C'est le contexte de ces jours. Le rendement du Trésor à 10 ans a atteint 4,954 % jeudi, son plus haut niveau depuis octobre 2023, et une inflation sous-jacente plus forte que prévu pousse les taux à la hausse plus longtemps. Le tableau des rendements aide également à comprendre la parabole de l’or : le 29 janvier, il a établi un record historique au-dessus de 5 600 dollars l’once, et aujourd’hui il se situe environ 22 % en dessous de ce niveau.
Même réaction, logique différente
Qu’à court terme l’or et le Bitcoin réagissent de la même manière aux données macroéconomiques ne signifie pas qu’ils réagissent de la même manière aux données macro. moteurs économiques au milieu. Selon une lecture largement répandue, l'or reste avant tout lié au thème de la dévalorisation, c'est-à-dire à la perception d'une dévaluation progressive des monnaies fiduciaires par rapport aux actifs réels. Sur cette question, ces dernières années, les banques centrales ont construit une demande structurelle en accumulant des réserves d’or. Le Bitcoin évolue plutôt selon une logique plus proche de celle des actifs à risque : il est sensible à la liquidité disponible, à l'appétit pour le risque des investisseurs et aux attentes de croissance.

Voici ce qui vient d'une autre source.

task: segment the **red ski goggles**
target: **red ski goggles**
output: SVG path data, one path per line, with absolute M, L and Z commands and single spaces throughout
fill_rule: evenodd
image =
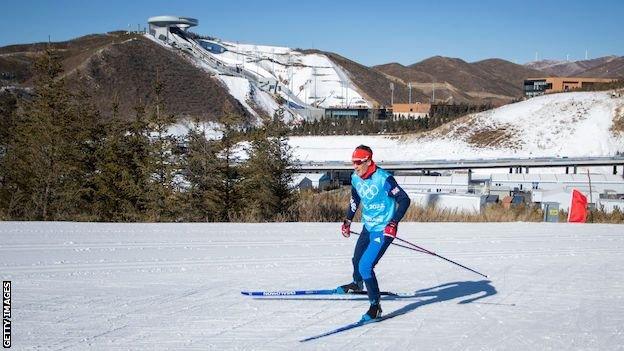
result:
M 360 159 L 360 160 L 351 160 L 351 162 L 352 162 L 354 165 L 358 165 L 358 166 L 359 166 L 359 165 L 361 165 L 362 163 L 366 162 L 366 161 L 368 161 L 368 159 L 367 159 L 367 158 L 365 158 L 365 159 Z

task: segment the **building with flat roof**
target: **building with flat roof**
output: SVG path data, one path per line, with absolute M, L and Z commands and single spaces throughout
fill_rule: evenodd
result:
M 369 118 L 368 107 L 328 107 L 325 109 L 325 118 Z
M 528 78 L 524 80 L 524 96 L 533 97 L 549 93 L 570 91 L 585 88 L 596 83 L 610 83 L 613 78 L 584 78 L 584 77 L 547 77 Z
M 392 104 L 392 117 L 394 119 L 428 117 L 431 104 Z
M 169 42 L 169 33 L 172 30 L 186 31 L 189 27 L 199 24 L 195 18 L 180 16 L 154 16 L 147 20 L 149 33 L 157 39 Z

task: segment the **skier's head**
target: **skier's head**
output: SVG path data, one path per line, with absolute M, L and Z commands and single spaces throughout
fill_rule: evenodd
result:
M 355 173 L 362 177 L 373 162 L 373 150 L 366 145 L 356 147 L 351 155 L 351 162 Z

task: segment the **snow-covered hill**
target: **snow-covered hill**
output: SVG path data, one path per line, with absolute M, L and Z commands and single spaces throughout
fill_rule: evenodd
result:
M 468 115 L 429 133 L 292 137 L 290 143 L 303 161 L 348 160 L 359 144 L 371 146 L 384 161 L 610 156 L 624 152 L 623 124 L 622 93 L 578 92 Z
M 303 54 L 287 47 L 240 44 L 218 39 L 192 39 L 183 31 L 168 41 L 146 37 L 188 54 L 196 65 L 214 74 L 252 115 L 317 119 L 320 108 L 372 107 L 348 73 L 323 54 Z M 257 111 L 260 109 L 261 111 Z

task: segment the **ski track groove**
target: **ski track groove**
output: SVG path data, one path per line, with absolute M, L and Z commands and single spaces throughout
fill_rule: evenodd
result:
M 286 305 L 245 299 L 239 290 L 305 289 L 316 287 L 319 280 L 325 285 L 348 277 L 355 241 L 336 238 L 336 224 L 290 224 L 296 236 L 286 240 L 281 239 L 286 225 L 232 225 L 230 239 L 206 234 L 229 225 L 198 227 L 210 230 L 181 225 L 183 232 L 171 241 L 163 238 L 174 225 L 153 231 L 159 226 L 64 231 L 53 223 L 52 229 L 4 229 L 12 225 L 48 224 L 0 223 L 0 268 L 15 281 L 15 296 L 21 296 L 16 316 L 31 328 L 38 323 L 49 329 L 69 327 L 64 333 L 35 330 L 28 335 L 17 328 L 30 348 L 330 350 L 365 349 L 376 340 L 381 341 L 378 349 L 441 349 L 438 342 L 449 333 L 458 337 L 447 340 L 444 347 L 450 350 L 613 349 L 623 341 L 618 317 L 624 302 L 624 285 L 619 283 L 624 281 L 623 226 L 408 223 L 402 230 L 422 227 L 440 233 L 402 238 L 489 274 L 497 294 L 483 301 L 492 304 L 457 304 L 467 296 L 442 299 L 379 324 L 300 345 L 302 338 L 359 319 L 368 302 Z M 458 232 L 464 228 L 467 233 Z M 564 233 L 552 233 L 555 228 Z M 132 233 L 135 229 L 140 230 Z M 256 240 L 264 235 L 266 240 Z M 387 282 L 398 280 L 397 290 L 481 279 L 438 258 L 396 247 L 384 256 L 379 270 Z M 81 276 L 90 272 L 94 274 Z M 301 272 L 310 279 L 294 280 L 301 279 Z M 104 290 L 97 290 L 100 286 Z M 411 303 L 386 301 L 384 312 Z M 178 323 L 173 331 L 162 321 L 169 317 Z M 406 337 L 395 338 L 398 334 Z M 111 344 L 111 339 L 122 343 Z M 16 344 L 16 349 L 22 346 Z
M 399 248 L 395 248 L 399 249 Z M 594 248 L 594 249 L 555 249 L 555 250 L 509 250 L 509 251 L 483 251 L 479 253 L 462 253 L 462 252 L 449 252 L 445 253 L 447 256 L 453 257 L 478 257 L 480 260 L 486 258 L 527 258 L 527 257 L 577 257 L 577 256 L 592 256 L 592 255 L 605 255 L 613 254 L 617 256 L 622 255 L 622 249 L 620 247 L 612 248 Z M 426 254 L 424 254 L 426 255 Z M 384 257 L 384 261 L 396 260 L 406 257 L 405 255 L 392 255 L 388 254 Z M 267 257 L 267 258 L 253 258 L 243 259 L 240 257 L 234 258 L 205 258 L 205 259 L 185 259 L 185 260 L 161 260 L 161 261 L 123 261 L 123 262 L 76 262 L 76 263 L 54 263 L 54 264 L 41 264 L 41 265 L 3 265 L 6 269 L 10 269 L 14 273 L 43 273 L 43 272 L 66 272 L 66 271 L 95 271 L 95 270 L 128 270 L 128 269 L 145 269 L 145 268 L 177 268 L 177 267 L 190 267 L 190 266 L 245 266 L 245 265 L 263 265 L 263 264 L 290 264 L 290 263 L 318 263 L 318 262 L 336 262 L 349 260 L 348 255 L 339 255 L 331 257 L 319 257 L 319 256 L 297 256 L 297 257 Z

Les trajectoires récentes sont cohérentes avec cette distinction. Depuis janvier, l’or a perdu plus d’un cinquième de sa valeur. Le Bitcoin, qui dépassait les 109 000 dollars il y a un an, s'est en revanche fortement redressé au cours du mois d'août, passant de moins de 63 000 dollars au début du mois à plus de 78 000 début septembre.
Ce que l'or n'a pas : le vote sur la loi CLARITY
Un élément qui n’existe pas pour l’or pèse aussi sur Bitcoin : la régulation. Le mardi 15 septembre, à 20h15, heure italienne, le Sénat américain votera la motion visant à ouvrir le débat sur la loi CLARITY. Il s’agit de la loi qui vise à diviser la supervision des cryptomonnaies entre la SEC et la CFTC et qui classerait Bitcoin et Ethereum parmi les matières premières numériques. Il faut 60 voix : si la motion n'est pas adoptée, la loi serait effectivement reportée pour 2026. Le vote tombe la veille de la décision de la Fed.
Le graphique : résistance au-dessus de 80 000 $
Sur le plan technique, Bitcoin se situe sous une zone de résistance que diverses analyses situent entre 80 000 et 83 000 dollars. Le 3 septembre, les prix ont atteint environ 81 600 $ sans parvenir à se consolider au-dessus de ce seuil. À partir de là, ils ont reculé jusqu'à environ 77 000 $, avec une ouverture vendredi à son plus bas niveau en deux semaines. Un mouvement stable au-dessus de cette zone indiquerait que la reprise d'août a encore de la place, tandis qu'un nouveau rejet ramènerait l'attention sur les supports inférieurs.
Qu'est-ce que tout cela pourrait signifier
Personne ne peut dire avec certitude comment l'or et le Bitcoin évolueront dans les prochains jours, à vingt-quatre heures du vote sur le CLARITY Act et de la décision de la Fed. La semaine dernière montre que, face à des données qui modifient les anticipations de taux d’intérêt, les deux actifs ont tendance à réagir de la même manière, car ils partagent la même limite : ils ne produisent pas de revenus. Mais à moyen terme, ils répondent à des forces en partie différentes, et les considérer comme interchangeables revient à superposer deux outils similaires dans leur récit plutôt que dans leur comportement. Plus que de rechercher un mouvement unique, il vaut la peine de comprendre quelles logiques animent chacun des deux.